We believe Skyworks Solutions (NASDAQ: SWKS) can manage its debt with ease


David Iben put it well when he said: “Volatility is not a risk we care about. What matters to us is to avoid the permanent loss of capital. ‘ It is only natural to consider a company’s balance sheet when looking at its level of risk, as debt is often involved when a business collapses. We can see that Skyworks Solutions, Inc. (NASDAQ: SWKS) uses debt in its business. But does this debt concern shareholders?

What risk does debt entail?

Debt is a tool to help businesses grow, but if a business is unable to repay its lenders, then it exists at their mercy. If things really go wrong, lenders can take over the business. However, a more common (but still costly) event is when a company has to issue stock at bargain prices, constantly diluting shareholders, just to strengthen its balance sheet. By replacing dilution, however, debt can be a very good tool for companies that need capital to invest in growth at high rates of return. The first thing to do when considering how much debt a business uses is to look at its cash flow and debt together.

What is Skyworks Solutions’ net debt?

As you can see below, at the end of July 2021, Skyworks Solutions was in debt of $ 1.49 billion, down from zero a year ago. Click on the image for more details. But it also has $ 2.97 billion in cash to make up for that, which means it has $ 1.49 billion in net cash.

NasdaqGS: SWKS History of debt to equity November 2, 2021

How healthy is Skyworks Solutions’ balance sheet?

Zooming in on the latest balance sheet data, we can see that Skyworks Solutions had a liability of US $ 578.3 million due within 12 months and a liability of US $ 1.91 billion beyond. In compensation for these obligations, he had cash of US $ 2.97 billion as well as receivables valued at US $ 570.5 million due within 12 months.
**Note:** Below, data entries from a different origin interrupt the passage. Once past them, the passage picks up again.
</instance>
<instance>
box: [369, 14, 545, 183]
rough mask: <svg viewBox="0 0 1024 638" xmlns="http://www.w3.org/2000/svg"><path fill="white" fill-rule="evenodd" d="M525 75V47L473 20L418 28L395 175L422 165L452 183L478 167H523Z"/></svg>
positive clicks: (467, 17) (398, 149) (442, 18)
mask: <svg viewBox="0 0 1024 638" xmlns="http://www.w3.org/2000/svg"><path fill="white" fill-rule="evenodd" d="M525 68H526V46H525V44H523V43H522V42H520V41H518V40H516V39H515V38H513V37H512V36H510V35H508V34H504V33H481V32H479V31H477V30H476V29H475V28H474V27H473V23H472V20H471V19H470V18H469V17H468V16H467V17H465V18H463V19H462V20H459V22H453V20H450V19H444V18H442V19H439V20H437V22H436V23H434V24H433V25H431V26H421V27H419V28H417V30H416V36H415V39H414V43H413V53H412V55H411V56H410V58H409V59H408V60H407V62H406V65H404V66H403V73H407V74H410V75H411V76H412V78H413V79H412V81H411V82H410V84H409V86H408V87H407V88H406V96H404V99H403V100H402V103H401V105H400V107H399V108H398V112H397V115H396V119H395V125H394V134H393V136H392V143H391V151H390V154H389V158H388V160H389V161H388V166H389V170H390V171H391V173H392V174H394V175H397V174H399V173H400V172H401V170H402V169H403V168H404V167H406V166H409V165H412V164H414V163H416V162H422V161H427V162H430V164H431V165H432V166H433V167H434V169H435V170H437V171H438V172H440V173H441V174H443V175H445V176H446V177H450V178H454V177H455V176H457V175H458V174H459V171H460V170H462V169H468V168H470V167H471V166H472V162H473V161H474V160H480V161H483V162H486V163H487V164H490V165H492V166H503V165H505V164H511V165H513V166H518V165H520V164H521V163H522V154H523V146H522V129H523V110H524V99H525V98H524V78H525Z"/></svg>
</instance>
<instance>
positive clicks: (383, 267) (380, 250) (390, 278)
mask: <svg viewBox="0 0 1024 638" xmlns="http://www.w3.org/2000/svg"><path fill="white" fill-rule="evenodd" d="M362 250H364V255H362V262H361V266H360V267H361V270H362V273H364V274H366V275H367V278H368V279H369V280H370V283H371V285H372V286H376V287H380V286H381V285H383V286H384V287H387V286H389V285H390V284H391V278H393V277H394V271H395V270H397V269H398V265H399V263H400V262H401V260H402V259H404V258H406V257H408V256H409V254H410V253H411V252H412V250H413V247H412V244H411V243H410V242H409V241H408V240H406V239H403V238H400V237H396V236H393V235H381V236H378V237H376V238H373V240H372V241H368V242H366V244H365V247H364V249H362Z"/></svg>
He can therefore claim $ 1.06 billion in liquid assets more than total Liabilities.

This short-term liquidity is a sign that Skyworks Solutions could probably repay its debt easily, as its balance sheet is far from tight. In short, Skyworks Solutions has a net cash flow, so it’s fair to say that it doesn’t have a lot of debt!
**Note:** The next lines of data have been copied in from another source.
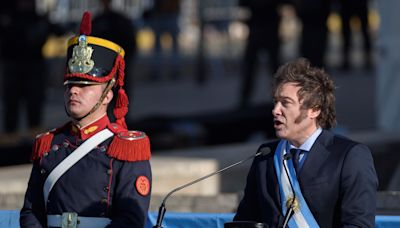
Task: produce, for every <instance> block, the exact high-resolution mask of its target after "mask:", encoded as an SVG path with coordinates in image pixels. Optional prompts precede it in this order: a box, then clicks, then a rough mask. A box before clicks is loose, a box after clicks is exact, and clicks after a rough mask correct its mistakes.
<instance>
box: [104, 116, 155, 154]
mask: <svg viewBox="0 0 400 228" xmlns="http://www.w3.org/2000/svg"><path fill="white" fill-rule="evenodd" d="M109 129H110V130H111V131H112V132H114V133H115V137H114V139H113V140H112V142H111V144H110V146H109V147H108V150H107V154H108V155H109V156H110V157H113V158H116V159H118V160H122V161H130V162H133V161H144V160H150V157H151V150H150V140H149V137H147V135H146V134H145V133H144V132H141V131H128V130H127V129H125V128H124V127H122V126H121V125H118V124H116V123H112V124H110V125H109Z"/></svg>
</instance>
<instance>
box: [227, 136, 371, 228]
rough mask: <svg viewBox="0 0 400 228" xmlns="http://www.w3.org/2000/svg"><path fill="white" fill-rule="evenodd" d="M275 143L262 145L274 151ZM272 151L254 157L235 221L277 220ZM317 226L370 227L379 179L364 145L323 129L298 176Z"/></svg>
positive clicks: (274, 226) (263, 146) (302, 189)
On top of that, Skyworks Solutions has increased its EBIT by 72% over the past twelve months, and this growth will make it easier to process its debt. When analyzing debt levels, the balance sheet is the obvious starting point. But it is future profits, more than anything, that will determine Skyworks Solutions’ ability to maintain a healthy balance sheet going forward. So if you want to see what the professionals are thinking, you might find this free report on analysts’ earnings forecasts Be interesting.

Finally, a business needs free cash flow to repay its debts; accounting profits are not enough. While Skyworks Solutions has net cash on its balance sheet, it’s still worth looking at its ability to convert earnings before interest and taxes (EBIT) into free cash flow, to help us understand how fast it’s building ( or erodes) this cash balance. Over the past three years, Skyworks Solutions has generated strong free cash flow equivalent to 80% of its EBIT, roughly what we expected. This hard cash allows him to reduce his debt whenever he wants.

In summary

While it’s always a good idea to investigate a company’s debt, in this case Skyworks Solutions has a net cash position of $ 1.49 billion and a decent balance sheet. And it impressed us with its 72% EBIT growth over last year. We therefore do not believe that Skyworks Solutions’ use of debt is risky. The balance sheet is clearly the area you need to focus on when analyzing debt. However, not all investment risks lie on the balance sheet – far from it. Be aware that Skyworks Solutions shows 2 warning signs in our investment analysis , you must know…

At the end of the day, sometimes it’s easier to focus on businesses that don’t even need to go into debt. Readers can access a list of growth stocks with zero net debt 100% free, at present.

This Simply Wall St article is general in nature. We provide commentary based on historical data and analyst forecasts using only unbiased methodology and our articles are not intended to be financial advice. It does not constitute a recommendation to buy or sell shares and does not take into account your goals or your financial situation. Our aim is to bring you long-term, targeted analysis based on fundamental data. Note that our analysis may not take into account the latest announcements from price sensitive companies or qualitative documents. Simply Wall St has no position in the mentioned stocks.

Do you have any feedback on this item? Are you worried about the content? Get in touch with us directly. You can also send an email to the editorial team (at) simplywallst.com.

The views and opinions expressed herein are the views and opinions of the author and do not necessarily reflect those of Nasdaq, Inc.

Source link

Leave A Reply

Your email address will not be published.